Ça a été progressif en fait, ça ne s’est pas fait d’un coup. Comme j’ai commencé à nager très tôt et que je suis en piscine tous les jours, je pense que j’ai perdu le plaisir petit à petit. Le passage à vide, ça a été il y a deux ans et demi en effet. J’avais toujours nagé dans des clubs de valides et ça s’était bien passé, enfin plus ou moins bien, mais ça allait. Là, on était dans le « moins bien »…
Je nageais avec des gens de mon âge, qui nageaient très vite, très bien et qui étaient valides. Que ce soit de leur part ou de celle de l’entraîneur, je me suis toujours sentie exclue, rejetée, pas à ma place. Comme j’ai déjà de gros problèmes de confiance en moi, si on me laisse de côté, ça s’aggrave. Bilan des courses : dans ma tête, je n’allais pas bien du tout. Je voulais tout arrêter. Et, physiquement, mon corps me le faisait ressentir aussi. Ça allait vraiment très mal. J’ai changé d’entraîneur plusieurs fois, mais sans résultat.
©Sylvain Sauvage/courtesy Laura Mahieu
Oui, parce que moi, si je ne suis pas bien dans mon sport, je ne suis pas bien dans ma vie. Il fallait que je trouve des solutions. Vers la fin de la saison, j’ai enfin découvert un groupe et une entraîneur qui me correspondaient – dans lequel je suis encore aujourd’hui. Même si ça a pris du temps pour que je retrouve ma confiance, aujourd’hui je peux dire que ça va mieux.
Tu as su gérer ton mental ?
Je suis quelqu’un de très optimiste à la base, quelqu’un qui a besoin de vivre la vie à 100 %, de se dépasser, toujours. Donc ma personnalité m’aide beaucoup dans ces cas-là. Mais à ce moment précis, j’ai eu besoin de faire appel à quelqu’un, une préparatrice mentale. Elle m’a donné beaucoup de clés pour reprendre confiance en moi, pour retrouver du plaisir dans ma pratique et savoir pourquoi je faisais mon sport. Et puis, je me dis que peu importent les difficultés parce qu’elles sont là au quotidien. La tristesse, elle, n’est là que de temps en temps.
Tu as eu la sensation de couler puis de remonter à la surface. Qu’est-ce que cet évènement a créé en toi ?
Après avoir autant souffert, j’avais besoin d’un renouveau. D’un challenge. Ça a été de me jeter « dans le grand bain » avec les valides, les gens de mon nouveau groupe d’entraînement qui m’ont donné envie de recommencer.
Un temps fort qui a dû t’aider à retrouver la flamme, c’est d’avoir été porteuse de la flamme olympique justement, et par deux fois !
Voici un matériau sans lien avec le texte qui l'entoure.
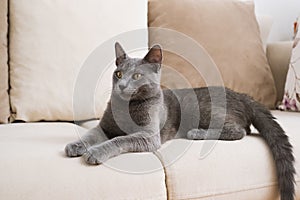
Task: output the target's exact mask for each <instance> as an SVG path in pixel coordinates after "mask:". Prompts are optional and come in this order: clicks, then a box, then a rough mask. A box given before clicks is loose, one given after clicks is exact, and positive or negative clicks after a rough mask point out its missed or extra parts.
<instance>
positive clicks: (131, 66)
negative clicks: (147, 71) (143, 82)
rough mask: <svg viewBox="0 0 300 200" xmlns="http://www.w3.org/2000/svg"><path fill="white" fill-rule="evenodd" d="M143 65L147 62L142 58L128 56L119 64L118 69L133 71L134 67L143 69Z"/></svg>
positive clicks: (139, 68) (144, 64)
mask: <svg viewBox="0 0 300 200" xmlns="http://www.w3.org/2000/svg"><path fill="white" fill-rule="evenodd" d="M143 65H145V63H144V62H143V60H142V59H140V58H128V59H126V60H124V62H123V63H122V64H121V65H120V66H118V69H119V70H122V71H131V70H134V69H143Z"/></svg>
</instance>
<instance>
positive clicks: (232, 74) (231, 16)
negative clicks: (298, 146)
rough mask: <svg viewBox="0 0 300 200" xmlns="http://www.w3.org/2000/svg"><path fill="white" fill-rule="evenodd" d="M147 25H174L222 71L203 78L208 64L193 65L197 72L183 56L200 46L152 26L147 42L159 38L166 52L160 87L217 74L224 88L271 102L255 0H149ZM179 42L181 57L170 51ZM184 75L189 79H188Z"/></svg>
mask: <svg viewBox="0 0 300 200" xmlns="http://www.w3.org/2000/svg"><path fill="white" fill-rule="evenodd" d="M148 26H149V27H156V28H164V29H171V30H175V31H177V32H179V33H181V34H185V35H186V37H188V38H189V39H192V40H194V41H195V43H197V44H200V45H202V46H203V47H204V49H205V50H206V51H207V52H208V54H209V55H210V56H211V58H212V60H213V61H214V63H215V64H216V66H217V68H218V69H217V70H219V73H220V74H216V73H215V74H214V76H210V77H204V76H202V77H201V74H203V75H205V74H209V72H208V71H209V70H211V67H207V66H196V67H197V68H198V69H199V71H200V72H199V71H197V70H196V69H195V67H193V66H192V65H191V64H190V60H187V59H185V58H189V57H191V55H192V56H197V53H198V51H195V50H194V49H191V47H190V46H188V44H186V45H185V43H184V42H182V41H178V40H176V38H175V37H172V35H168V34H163V32H161V31H157V30H156V29H153V30H152V29H150V30H149V44H150V45H153V44H154V43H160V44H161V45H162V46H163V48H165V49H167V51H164V61H163V64H164V71H163V75H162V85H163V86H165V87H169V88H182V87H186V86H187V85H189V86H190V87H202V86H206V85H220V83H219V82H218V81H215V80H212V79H214V77H215V78H216V79H217V77H218V76H219V75H221V77H222V79H223V82H224V85H225V86H226V87H229V88H231V89H233V90H235V91H237V92H242V93H247V94H249V95H250V96H252V97H253V98H254V99H256V100H258V101H260V102H261V103H263V104H264V105H266V106H268V107H270V108H272V107H274V104H275V99H276V90H275V84H274V80H273V77H272V73H271V70H270V67H269V65H268V62H267V58H266V55H265V53H264V50H263V45H262V41H261V39H260V32H259V27H258V24H257V21H256V17H255V14H254V5H253V2H241V1H237V0H210V1H206V0H198V1H182V0H161V1H158V0H149V3H148ZM177 43H180V45H181V52H180V54H181V55H180V56H178V55H176V54H177V53H178V52H170V51H168V50H169V49H171V50H172V49H175V48H173V47H174V46H176V44H177ZM182 52H183V53H182ZM201 55H203V54H202V53H201V54H200V53H199V56H198V59H206V58H203V57H201ZM174 74H176V75H174ZM176 76H177V78H175V77H176ZM180 77H181V79H180V80H179V79H178V78H180ZM205 79H206V80H205ZM182 80H186V81H188V84H186V83H184V81H182Z"/></svg>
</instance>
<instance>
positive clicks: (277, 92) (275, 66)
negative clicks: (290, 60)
mask: <svg viewBox="0 0 300 200" xmlns="http://www.w3.org/2000/svg"><path fill="white" fill-rule="evenodd" d="M292 46H293V42H292V41H285V42H275V43H269V44H268V45H267V58H268V61H269V64H270V67H271V71H272V74H273V77H274V81H275V87H276V90H277V102H278V101H281V100H282V97H283V93H284V86H285V80H286V75H287V71H288V68H289V63H290V58H291V53H292Z"/></svg>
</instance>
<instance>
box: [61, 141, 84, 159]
mask: <svg viewBox="0 0 300 200" xmlns="http://www.w3.org/2000/svg"><path fill="white" fill-rule="evenodd" d="M85 152H86V147H85V146H84V144H83V143H82V142H81V141H77V142H72V143H70V144H67V146H66V147H65V153H66V155H67V156H68V157H78V156H82V155H83V154H84V153H85Z"/></svg>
Oui, j’ai porté la flamme olympique et la flamme paralympique ! Pour la première, j’avais envoyé CV et lettre de motivation pour expliquer mon parcours. Le jour où j’ai appris que j’étais sélectionnée, c’était l’un des plus beaux jours de ma vie. Quand tu es sportif, les JO, c’est le graal. Et je trouvais que le symbole était hyper fort : moi, une personne en situation de handicap, portant la flamme olympique !
Quelques heures après, j’ai su que je portais aussi la flamme paralympique… Ça allait dans le sens de tout ce que je faisais depuis quelques mois en intégrant le camp des valides. Après, le moment même où tu portes la flamme, c’est un peu fou, tu es considérée comme une star ! On me demandait de faire des photos avec moi, j’étais acclamée par la foule. Je me suis dit que je faisais partie de l’histoire des JO, c’est assez incroyable.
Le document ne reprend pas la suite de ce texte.